Der opener ist recht kraftvoll und ,Don't Be Late', ,Humble Stance' und ,Wind Him Up' warten trotz ihrer progigen Anmutung mit eingängigen Melodien auf, allerdings hat man hier oft den Eindruck da wäre noch mehr drinnen gewesen, speziell bei der Gitarre. Ein bisschen mehr fill-ins und licks hätten die songs aufgefüllter und geschmückter - so wie Sie es eigentlich verdient hätten - gemacht. Und wenn die Gitarre dann wirklich mal anfängt zu rocken, dann klingt Sie meisten zu bieder. Meistens - denn beim closer ,On The Loose' ist Sie plötzlich da und verleiht diesem sehr guten song dann auch noch den nötigen Druck.

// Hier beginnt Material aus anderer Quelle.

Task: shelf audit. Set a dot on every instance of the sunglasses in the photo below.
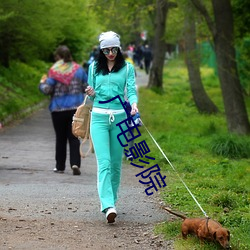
(106, 51)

Was mir über das ganze Album hier gut gefällt sind die Keyboard-Melodien auf denen viel songs aufbauen. Ausgefeilt, aber nie zu verspielt, immer songdienlich.

Achja - Trevor Rabin dürfte wohl vor den Yes - 90125 Sessions recht viel Saga gehört haben, denn nicht nur einige Melodiebögen, sondern auch Riffs und Keyboards erinnern an diese großartige Yes Scheibe, die dann 2 Jahre nach diesem Saga Live Album ein Megaseller wurde. Andererseits klingen einige parts hier wieder ein wenig nach den 70er Jahre Yes. Man hat sich wohl gegenseitig ,befruchtet'.

Insgesamt ein gut gespieltes und solides Live Album, bei dem man sich allerdings ein neues remastering wünscht, dass dynamischer ausfallen sollte - dann würde diese Musik auch durchaus spannender klingen.